The problem is that MySQL‘s fulltext indexing, by default, only indexes words greater than three characters long, and I don’t think I have any way to change this, despite my initial reply to Mike’s comment. This site is running on a shared server setup on pair.com, and I have absolutely zero control over the MySQL server configuration. I might post a question to their tech support, but I’m not overly optimistic about the response. So, what to do?

Short term, here’s my solution (though it’s not implemented yet): examine each word in the search string, throwing out stopwords (like “the,” “and,” “so,” etc.), and for any word shorter than four characters long, do a LIKE search against the content for them. No, it’s not ideal, but it’s a patch. Comments?

Comments

5 responses to “Searching and Minimum Word Length”

  1. Mike Boone Avatar

    I am building a search engine for a job wesbsite and ran into this problem last summer. They were on a shared hosting arrangement at the time, and I couldn’t adjust the character length below 4. I tried doing LIKE searches for = 4.0.1. Most ISPs I know are still running 3.23.x.

    Most of what I’ve learned so far has been trial-by-fire, so if you go the custom route, I’d be interested in any techniques or resources you dig up.

  2. Mike Boone Avatar

    Hmmm…I wrote a long comment and somehow the middle got sucked out. 🙁

    Maybe your comment code doesn’t like one of the characters I put in?

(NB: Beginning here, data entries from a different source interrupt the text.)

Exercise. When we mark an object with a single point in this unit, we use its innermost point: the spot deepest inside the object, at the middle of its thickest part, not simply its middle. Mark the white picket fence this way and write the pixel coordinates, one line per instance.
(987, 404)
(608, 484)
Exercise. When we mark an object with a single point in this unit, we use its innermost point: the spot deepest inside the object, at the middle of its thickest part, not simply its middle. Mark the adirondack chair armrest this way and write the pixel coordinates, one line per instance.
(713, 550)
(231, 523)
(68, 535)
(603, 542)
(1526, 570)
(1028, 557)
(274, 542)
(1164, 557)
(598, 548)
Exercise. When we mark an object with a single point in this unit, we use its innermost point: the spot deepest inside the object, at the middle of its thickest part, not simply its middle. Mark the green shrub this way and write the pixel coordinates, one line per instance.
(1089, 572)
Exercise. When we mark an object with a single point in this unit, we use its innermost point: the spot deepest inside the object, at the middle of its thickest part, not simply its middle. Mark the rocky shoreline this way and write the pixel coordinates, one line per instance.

I had a greater-than character, which came right before the = siqn where the comment got truncated in the middle.

  3. Jon Avatar

    Well, I’m doing a PHP strip_tags() on the comment text, so maybe if it saw a less-than and then a greater-than sign, it thought it was an HTML tag and stripped it…? Sorry about that.

  4. Mike Boone Avatar

    I must have used a less-than sign earlier in the text and it all got sucked out as a big HTML tag. Maybe use htmlspecialchars or htmlentities instead of strip_tags?

    Anyway, what I wrote was that I also had the problem of the 4 character word size last summer while a client’s database was on a shared server. I decided to build my own search engine, loosely using a method described here:

    http://jeremy.zawodny.com/blog/archives/000576.html#comment-1613

    (I also used your stemmer class instead of indexing the actual words)

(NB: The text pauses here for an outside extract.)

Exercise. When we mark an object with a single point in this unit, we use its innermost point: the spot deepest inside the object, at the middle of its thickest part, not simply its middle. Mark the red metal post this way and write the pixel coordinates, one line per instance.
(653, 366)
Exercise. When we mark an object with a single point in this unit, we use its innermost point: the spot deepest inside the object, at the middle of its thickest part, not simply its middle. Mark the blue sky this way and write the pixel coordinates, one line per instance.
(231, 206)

    The nice thing about this method is that it gives you total control over the search. You define what the words look like (e.g., are C++ or C# searchable words?).

    The bad think is that you have code everything: Code to add items to the index, update them, or remove them. Code to take the search string and put it into the proper SQL for the search.

    After doing all this I have a lot of respect for the people who built and maintain the Google search engine.

    As I said above, most of what I’ve learned so far has been trial-by-fire, so if you go the custom route, I’d be interested in any techniques or resources you dig up.

    (BTW, the BOOLEAN MODE stuff only works in MySQL 4, so if your web host uses 3.23, you can’t use it).

  5. Jon Avatar

    MySQL on the server is 4, so I can use IN BOOLEAN MODE.

    Thanks for the pointer, it’s an interesting approach. I’ve been thinking about rolling my own search functionality using similar methods: stem keywords from content, store them into a table with pointers back to the content, and search against them. I’d also calculate the frequency of keywords and match that against all the rest, to determine relevance… but it’s a lot of work, as you pointed out. I’ve done similar stuff before.

    As it is, I worked up a patch for the problem last night, and it works well enough for right now… I’ll blog about that solution a bit later. In the meantime, I’ll see if I can get my provider to lower the word length to 3.